Menu Zamknij

SZTUKA WSPÓŁCZESNA JEST… KOBIETĄ!

Paulina Kościk

Sztuka Współczesna jest… kobietą!

Co trudniej zrozumieć – kobietę czy sztukę współczesną? A gdyby tak, o zgrozo, sztuka współczesna była kobietą?! – recenzja książki „Sztuka w naszym wieku”  z kolekcji Zachęty – Narodowej Galerii Sztuki oraz Fundacji Sztuki Polskiej ING.

Jak zrozumieć sztukę?

Mamy XXI wiek – Sztuki Piękne nie muszą już być piękne. Rzeźby są garbate, obrazy dziurawe, a fotografie nieostre. Zastanawiasz się dlaczego tak jest? Dlaczego na wystawach jest tak mało obrazów? Czemu ktoś płaci tysiące dolarów za kupę (nieprzypadkowa zbieżność słów) rupieci? Czy w ogóle trzeba coś umieć, żeby zostać artystą? W książce „Sztuka w naszym wieku” znani polscy krytycy, kuratorzy i sami twórcy szukają odpowiedzi na te pytania. Dzięki serii esejów zawartych w publikacji nagle sztuka przestaje być bezkształtną magmą. Nabiera kształtów. Kobiecych kształtów. Upersonifikujmy ją.

Wyobraź sobie, że…

Pewnego dnia Sztuka Współczesna pojawia się między ludźmi. Bystrymi, przenikliwymi oczami chłonie świat, który ją otacza. Świat rozpędzonych maszyn, komputerów, rewolucji społecznej, mediów społecznościowych, feminizmu, LGBT. Czuje się dziwnie obco. Pragnie zmienić ten świat, albo przynajmniej rozwikłać niektóre rządzące nim tajemnice.

Nowomodna

Szybko spostrzega, że tradycyjne metody pracy artystycznej na nic jej się nie zdadzą. Chociaż umie rzeźbić i malować, woli użyć aparatu fotograficznego, kamery, nieoczywistych przedmiotów, własnego ciała i głosu. Dlaczego? Z tych samych powodów, dla których nikt już nie używa gęsiego pióra i maszyny do pisania – odpowiada Hanna Wróblewska (dyrektorka Zachęty) w jednym z esejów. Sztuka jest postępową kobietą, idzie z duchem czasu.

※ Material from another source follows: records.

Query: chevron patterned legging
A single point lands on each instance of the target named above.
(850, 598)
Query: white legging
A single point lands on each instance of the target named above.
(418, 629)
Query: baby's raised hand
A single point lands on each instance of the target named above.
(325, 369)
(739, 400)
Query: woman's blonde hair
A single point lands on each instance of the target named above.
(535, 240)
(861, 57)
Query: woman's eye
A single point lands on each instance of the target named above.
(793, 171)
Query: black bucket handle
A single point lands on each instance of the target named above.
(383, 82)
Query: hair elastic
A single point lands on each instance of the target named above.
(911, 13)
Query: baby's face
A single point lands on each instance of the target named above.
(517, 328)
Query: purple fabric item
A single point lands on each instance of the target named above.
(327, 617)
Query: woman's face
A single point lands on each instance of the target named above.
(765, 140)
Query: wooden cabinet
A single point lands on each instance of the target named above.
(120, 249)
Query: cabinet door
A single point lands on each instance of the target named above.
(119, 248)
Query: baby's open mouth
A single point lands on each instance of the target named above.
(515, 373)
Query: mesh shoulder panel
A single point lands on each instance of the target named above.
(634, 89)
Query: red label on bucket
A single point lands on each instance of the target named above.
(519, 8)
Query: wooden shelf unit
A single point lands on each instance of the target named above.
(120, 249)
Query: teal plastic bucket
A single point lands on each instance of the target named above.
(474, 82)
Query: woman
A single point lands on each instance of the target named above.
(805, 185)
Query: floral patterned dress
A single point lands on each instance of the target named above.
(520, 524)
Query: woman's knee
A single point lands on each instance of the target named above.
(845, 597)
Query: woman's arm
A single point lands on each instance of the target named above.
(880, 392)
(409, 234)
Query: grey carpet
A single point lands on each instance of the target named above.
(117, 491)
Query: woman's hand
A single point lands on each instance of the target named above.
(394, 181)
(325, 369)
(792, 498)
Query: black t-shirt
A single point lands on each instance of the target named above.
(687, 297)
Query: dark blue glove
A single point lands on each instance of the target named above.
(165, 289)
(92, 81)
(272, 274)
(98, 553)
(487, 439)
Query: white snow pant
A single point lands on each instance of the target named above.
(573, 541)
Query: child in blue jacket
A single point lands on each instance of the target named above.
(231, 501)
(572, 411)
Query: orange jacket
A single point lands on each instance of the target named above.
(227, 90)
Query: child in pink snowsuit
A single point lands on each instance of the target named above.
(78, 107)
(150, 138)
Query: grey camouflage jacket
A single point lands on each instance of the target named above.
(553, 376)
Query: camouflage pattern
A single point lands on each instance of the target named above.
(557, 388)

Raszpla, maszkara, megiera

Ludziom, których spotyka, wydaje się śmieszna i odpychająca . Ciężko jej się do kogoś zbliżyć. Po jakimś czasie ma kilku przyjaciół: Kuratora, Artystę i parę znudzonych kobiet, które nie mają co robić z wolnym czasem. Inni uważają jej słowa za niezrozumiały bełkot. Bo mówi prawdę. Bo wali prosto z mostu. Bo klnie jak szewc. Sztuka Współczesna wie, że nie musi już być piękna. Nie pudruje noska. Nie goni za doskonałością, której i tak nie osiągnie. Nie tęskni za krajem, którego nie ma. Jest przyziemna, zwyczajna, prozaiczna. Czasem ordynarna. „Rzeczy brzydkie i złe mogą być równie wartościowym komentarzem na temat otaczającego nas świata, jak te, które nas zachwycają.” – tłumaczy jej zachowanie Klara Czerniewska, historyk sztuki. Dlatego nasza bohaterka kieruje się nie tylko emocjami, ale i rozsądkiem. Na piedestale stawie koncepcje, nie formę. Jest intelektualistką. Zna się na sporcie, nauce, polityce, religii. Zna się na wszystkim. Alfa i Omega.

Prekursorka

W swoim szalonym i genialnym umyśle Sztuka Współczesna hoduje happeningi, ożywia videoinstalacje, przeprowadza kolaże. Słowem, eksperymentuje. Ekscentryczna, oryginalna, awangardowa. Nic więc dziwnego, że trudno się z nią dogadać. „Awangarda z definicji jest trudna do zrozumienia ponieważ wyprzedza wizjami swoje czasy” – pociesza Iwo Zmyślony, krytyk i metodolog. To nie znaczy, że nie warto próbować.

Eureka!

Zrozumienie kobiety to ulga. Zrozumienie sztuki… niekoniecznie. „Sztuka w naszym wieku” to pokaźna porcja porad z cyklu jak tego dokonać. Pierwszy, najważniejszy punkt, który sprawi, że przyjdzie Ci to łatwiej brzmi – próbuj i pytaj. W gruncie rzeczy ciężko jest dokonać przełomu całkowicie samemu. Sztuka Współczesna potrzebuje kogoś, kto jej wysłucha. Kobieta też. A jeśli dalej nic do ciebie nie dociera… nie szkodzi. „Spotkanie ze sztuką jest przede wszystkim przygodą dla naszej zmysłowości. Ma być źródłem inspiracji i wzruszeń”.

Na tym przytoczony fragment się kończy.